“To uplift one half of society, one must lift the whole of society.”

“To uplift one half of society, one must lift the whole of society.” – Elizabeth Nyamayaro, Senior Advisor to the Executive Director of UN Women

61st Session of the Commission on the Status of Women

As previous days, today was filled with interesting conversations regarding unpaid work and fair wages, healthcare accessibility and the impact of communicable diseases on the lives of women and girls, and strategies to combat violence against women and girls. I found two discussions to be of particular interest. The first was a conversation led by Iceland, consistently highlighted for it’s work in gender equality, and HeForShe, an organization dedicated to engaging men and boys in working toward a more gender equal world.  We discussed a new innovative tool created by both entities titled The Barbershop Toolbox. This guide was developed to integrate the discussion of gender equality in multiple, comfortable settings frequented by men and boys. The idea is to invite men and boys to be agents of change by engaging in conversations with their close networks and facilitate conversations with other men and boys at spaces they occupy. Other organizations that provide further information on engaging men and boys in addressing gender inequalities include Promundo and the MenEngage Alliance.

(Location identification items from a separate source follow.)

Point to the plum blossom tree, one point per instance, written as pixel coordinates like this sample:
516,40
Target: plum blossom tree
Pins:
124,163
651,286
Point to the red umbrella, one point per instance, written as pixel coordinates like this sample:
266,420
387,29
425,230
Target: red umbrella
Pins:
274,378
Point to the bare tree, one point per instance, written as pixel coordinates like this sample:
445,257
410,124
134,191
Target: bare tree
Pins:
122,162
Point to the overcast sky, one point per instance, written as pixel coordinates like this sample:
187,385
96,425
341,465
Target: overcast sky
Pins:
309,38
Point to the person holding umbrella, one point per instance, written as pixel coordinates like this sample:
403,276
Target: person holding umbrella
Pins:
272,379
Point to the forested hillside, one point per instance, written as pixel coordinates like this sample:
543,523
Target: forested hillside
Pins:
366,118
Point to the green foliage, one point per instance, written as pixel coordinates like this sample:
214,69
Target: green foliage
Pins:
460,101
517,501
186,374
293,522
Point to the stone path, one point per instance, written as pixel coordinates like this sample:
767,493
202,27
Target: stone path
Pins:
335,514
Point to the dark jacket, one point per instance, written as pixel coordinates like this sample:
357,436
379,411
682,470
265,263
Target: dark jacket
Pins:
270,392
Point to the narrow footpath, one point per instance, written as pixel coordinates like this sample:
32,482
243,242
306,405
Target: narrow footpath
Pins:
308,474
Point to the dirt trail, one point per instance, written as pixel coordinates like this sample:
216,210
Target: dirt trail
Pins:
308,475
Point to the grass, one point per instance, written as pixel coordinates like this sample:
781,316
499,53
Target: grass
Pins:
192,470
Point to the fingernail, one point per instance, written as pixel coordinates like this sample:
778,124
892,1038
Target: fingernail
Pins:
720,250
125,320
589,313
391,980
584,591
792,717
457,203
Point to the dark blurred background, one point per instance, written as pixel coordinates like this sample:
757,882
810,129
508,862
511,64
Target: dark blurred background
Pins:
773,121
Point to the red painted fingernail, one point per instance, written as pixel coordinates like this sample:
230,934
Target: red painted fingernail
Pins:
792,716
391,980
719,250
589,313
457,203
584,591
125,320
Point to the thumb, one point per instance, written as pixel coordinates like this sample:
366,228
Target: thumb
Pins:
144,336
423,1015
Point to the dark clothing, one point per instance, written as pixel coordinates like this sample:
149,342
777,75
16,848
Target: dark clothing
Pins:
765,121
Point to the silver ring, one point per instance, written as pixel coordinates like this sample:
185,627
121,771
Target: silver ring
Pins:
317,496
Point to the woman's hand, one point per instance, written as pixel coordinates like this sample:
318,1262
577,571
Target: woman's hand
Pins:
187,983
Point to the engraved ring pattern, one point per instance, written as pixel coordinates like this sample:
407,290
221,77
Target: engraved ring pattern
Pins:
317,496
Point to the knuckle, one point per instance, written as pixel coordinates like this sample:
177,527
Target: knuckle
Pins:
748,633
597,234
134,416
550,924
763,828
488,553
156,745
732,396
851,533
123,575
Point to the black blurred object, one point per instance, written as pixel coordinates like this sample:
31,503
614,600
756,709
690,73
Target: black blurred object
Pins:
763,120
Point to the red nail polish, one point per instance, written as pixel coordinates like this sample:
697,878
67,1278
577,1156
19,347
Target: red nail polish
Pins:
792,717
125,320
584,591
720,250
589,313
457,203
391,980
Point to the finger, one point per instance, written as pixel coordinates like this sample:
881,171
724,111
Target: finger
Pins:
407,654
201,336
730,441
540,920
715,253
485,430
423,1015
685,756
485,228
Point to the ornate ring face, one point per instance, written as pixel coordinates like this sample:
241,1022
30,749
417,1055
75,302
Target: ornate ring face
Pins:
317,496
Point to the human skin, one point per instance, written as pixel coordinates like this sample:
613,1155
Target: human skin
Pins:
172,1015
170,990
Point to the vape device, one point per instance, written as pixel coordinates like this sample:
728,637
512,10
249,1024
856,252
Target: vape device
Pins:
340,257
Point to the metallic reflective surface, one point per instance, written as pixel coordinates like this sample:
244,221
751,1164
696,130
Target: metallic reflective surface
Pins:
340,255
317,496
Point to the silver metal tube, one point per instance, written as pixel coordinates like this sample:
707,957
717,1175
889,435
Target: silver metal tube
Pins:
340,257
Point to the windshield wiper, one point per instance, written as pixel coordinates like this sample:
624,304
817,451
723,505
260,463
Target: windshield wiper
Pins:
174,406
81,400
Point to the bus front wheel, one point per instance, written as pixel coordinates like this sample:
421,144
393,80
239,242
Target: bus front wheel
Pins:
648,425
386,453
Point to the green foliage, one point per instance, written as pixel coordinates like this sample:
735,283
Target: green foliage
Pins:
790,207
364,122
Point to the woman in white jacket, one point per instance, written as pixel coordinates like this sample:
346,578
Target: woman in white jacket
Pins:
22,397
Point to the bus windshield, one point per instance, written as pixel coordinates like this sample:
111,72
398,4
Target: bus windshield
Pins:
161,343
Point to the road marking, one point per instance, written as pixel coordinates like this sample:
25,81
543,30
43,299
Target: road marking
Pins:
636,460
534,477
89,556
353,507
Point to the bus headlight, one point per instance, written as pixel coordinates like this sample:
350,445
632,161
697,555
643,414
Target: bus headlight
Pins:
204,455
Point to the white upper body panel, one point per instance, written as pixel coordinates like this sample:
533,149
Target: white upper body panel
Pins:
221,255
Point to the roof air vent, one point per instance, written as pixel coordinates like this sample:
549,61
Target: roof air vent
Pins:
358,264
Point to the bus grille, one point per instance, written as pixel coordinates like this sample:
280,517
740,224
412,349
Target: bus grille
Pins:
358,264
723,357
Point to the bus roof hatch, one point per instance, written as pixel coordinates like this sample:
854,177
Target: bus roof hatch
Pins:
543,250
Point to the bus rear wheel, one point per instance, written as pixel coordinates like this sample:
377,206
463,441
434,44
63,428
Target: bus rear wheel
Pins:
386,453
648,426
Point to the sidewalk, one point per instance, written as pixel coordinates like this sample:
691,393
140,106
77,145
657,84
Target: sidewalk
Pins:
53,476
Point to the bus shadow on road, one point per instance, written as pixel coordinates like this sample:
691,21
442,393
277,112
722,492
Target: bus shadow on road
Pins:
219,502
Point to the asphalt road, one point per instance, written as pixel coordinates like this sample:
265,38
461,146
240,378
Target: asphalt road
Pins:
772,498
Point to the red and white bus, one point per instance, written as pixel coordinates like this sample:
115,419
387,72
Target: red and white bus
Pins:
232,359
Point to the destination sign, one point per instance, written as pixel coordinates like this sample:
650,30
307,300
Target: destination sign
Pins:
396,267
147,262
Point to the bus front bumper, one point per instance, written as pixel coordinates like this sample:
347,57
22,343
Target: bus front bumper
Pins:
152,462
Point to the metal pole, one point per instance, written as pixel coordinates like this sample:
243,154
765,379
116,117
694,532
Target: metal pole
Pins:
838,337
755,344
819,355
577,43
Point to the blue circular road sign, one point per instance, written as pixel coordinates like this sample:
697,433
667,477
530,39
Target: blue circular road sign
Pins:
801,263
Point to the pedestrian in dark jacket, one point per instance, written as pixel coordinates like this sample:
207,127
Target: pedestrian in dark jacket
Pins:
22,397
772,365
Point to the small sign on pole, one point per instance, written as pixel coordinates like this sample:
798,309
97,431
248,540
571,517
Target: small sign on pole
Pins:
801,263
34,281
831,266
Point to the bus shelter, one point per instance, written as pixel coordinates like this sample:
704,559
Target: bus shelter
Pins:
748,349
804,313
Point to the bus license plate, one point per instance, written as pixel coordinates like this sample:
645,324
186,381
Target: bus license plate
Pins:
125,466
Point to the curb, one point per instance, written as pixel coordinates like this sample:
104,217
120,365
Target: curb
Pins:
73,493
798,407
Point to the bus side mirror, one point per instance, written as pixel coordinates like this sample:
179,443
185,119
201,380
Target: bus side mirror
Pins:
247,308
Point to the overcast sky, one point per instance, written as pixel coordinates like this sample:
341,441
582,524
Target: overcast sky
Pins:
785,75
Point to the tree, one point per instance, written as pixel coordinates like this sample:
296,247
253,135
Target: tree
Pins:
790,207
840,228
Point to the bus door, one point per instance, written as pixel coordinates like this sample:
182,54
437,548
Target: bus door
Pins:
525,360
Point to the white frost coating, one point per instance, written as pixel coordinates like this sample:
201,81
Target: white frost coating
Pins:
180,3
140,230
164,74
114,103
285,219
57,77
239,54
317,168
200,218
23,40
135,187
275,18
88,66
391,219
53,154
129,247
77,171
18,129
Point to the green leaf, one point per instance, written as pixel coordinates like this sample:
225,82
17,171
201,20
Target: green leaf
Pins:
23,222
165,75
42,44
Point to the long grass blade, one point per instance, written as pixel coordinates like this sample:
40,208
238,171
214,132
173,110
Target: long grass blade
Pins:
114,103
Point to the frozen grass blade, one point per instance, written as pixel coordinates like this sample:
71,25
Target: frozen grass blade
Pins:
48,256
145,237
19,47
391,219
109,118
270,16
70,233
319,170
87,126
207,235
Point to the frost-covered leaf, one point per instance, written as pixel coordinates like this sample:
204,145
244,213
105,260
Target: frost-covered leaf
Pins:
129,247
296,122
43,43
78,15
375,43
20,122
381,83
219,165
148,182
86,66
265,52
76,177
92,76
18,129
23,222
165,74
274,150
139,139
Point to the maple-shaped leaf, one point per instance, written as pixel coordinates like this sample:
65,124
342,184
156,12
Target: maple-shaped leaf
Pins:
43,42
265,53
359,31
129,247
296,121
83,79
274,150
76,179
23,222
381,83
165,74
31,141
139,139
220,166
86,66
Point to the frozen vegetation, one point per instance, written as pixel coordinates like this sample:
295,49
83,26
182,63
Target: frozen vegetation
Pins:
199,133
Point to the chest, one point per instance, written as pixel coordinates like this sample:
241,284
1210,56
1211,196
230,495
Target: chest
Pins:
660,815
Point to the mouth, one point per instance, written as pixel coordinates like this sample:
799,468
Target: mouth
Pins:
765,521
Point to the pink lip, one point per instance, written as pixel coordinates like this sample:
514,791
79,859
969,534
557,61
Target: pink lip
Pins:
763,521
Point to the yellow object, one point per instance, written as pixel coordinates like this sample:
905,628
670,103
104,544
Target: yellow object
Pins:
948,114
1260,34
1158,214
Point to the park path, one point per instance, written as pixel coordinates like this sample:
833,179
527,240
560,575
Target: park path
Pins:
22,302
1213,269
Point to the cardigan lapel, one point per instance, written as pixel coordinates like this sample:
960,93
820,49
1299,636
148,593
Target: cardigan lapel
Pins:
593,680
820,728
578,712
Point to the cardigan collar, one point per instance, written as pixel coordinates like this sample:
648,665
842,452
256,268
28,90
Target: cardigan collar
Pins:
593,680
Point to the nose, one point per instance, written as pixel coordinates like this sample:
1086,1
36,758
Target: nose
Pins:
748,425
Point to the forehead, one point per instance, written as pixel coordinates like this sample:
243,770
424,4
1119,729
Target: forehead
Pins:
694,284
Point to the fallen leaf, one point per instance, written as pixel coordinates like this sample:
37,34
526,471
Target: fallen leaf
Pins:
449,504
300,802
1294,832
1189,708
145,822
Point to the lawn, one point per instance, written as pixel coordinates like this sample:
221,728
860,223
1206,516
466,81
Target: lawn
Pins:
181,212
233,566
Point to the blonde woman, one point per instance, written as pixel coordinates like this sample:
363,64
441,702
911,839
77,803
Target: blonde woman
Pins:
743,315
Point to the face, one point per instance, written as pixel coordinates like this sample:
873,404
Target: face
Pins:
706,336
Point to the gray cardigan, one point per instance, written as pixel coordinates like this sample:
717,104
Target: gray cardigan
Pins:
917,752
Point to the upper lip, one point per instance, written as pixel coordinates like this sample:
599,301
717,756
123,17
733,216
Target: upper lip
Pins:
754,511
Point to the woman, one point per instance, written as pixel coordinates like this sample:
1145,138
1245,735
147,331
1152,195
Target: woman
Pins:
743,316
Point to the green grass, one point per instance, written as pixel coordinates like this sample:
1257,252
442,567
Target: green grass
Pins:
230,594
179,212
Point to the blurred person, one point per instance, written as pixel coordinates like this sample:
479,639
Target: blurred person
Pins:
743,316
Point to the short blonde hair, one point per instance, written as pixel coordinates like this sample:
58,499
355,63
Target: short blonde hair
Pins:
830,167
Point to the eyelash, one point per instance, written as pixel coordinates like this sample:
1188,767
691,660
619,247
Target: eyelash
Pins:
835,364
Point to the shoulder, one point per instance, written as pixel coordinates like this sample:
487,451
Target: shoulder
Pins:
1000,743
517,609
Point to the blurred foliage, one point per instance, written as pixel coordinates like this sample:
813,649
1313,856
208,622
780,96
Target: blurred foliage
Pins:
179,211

The second discussion I found to be interesting and much needed covered the topic of work-life balance. Five distinguished women working in governmental and nonprofit sectors including Ms. Katalin Bogyay, Permanent Representative of Hungary to the UN, Ms. Orsolya Pacsay-Tomassich of the Deputy State Secretary for International and European Affairs of Hungary, Ms. Meg Jones Director for Women’s Economic Empowerment for UN Women, Ms. Judit Polgár Chess Grandmaster and UN Women Global Champion 50-50, and Ms. Veronica Berti of the Andrea Bocelli Foundation came together to lead a candid conversation on policy solutions that help women to better balance their work and family life. One major national policy that helps families is the Hungarian Family Policy. Under this policy, pregnant women have guaranteed work post-pregnancy, are provided flexible work hours until their youngest child is five years old, and are offered a child care allowance package that incentivizes parents to stay home with their child until the age of three while having access to the same work they were engaged in pre-pregnancy. Additionally, Hungary offers a grandmother pension. Women who have completed 40 years of employment are eligible for a full pension so that they can retire and assist in caring for their grandchildren. Hungary has also recently increased the amount of childcare centers in the nation by 25%, opening up more spots for parents that are ready to go back to work. UN Women, with partners at the International Labour Organization, United Nations Development Programme, and Istanbul Women’s Study Center completed a study examining a shift in infrastructure investment. They found that a 1% shift from physical infrastructure investment to social infrastructure investment would create 2.5 more jobs with 73% of those jobs going to women. This shift would offer the opportunity for more women to enter the workforce. I currently live in Maine, a state with a large population of people over the age of 60 and an unstable economy. Policies like these would incentivize younger professionals to come and work and raise their families in our state. Likewise, there is an overwhelming need for an expansion of the field of care workers, which has the potential to provide more jobs for women. There are simple solutions and it is our job as citizens to discuss these policies with our local, state, and national government.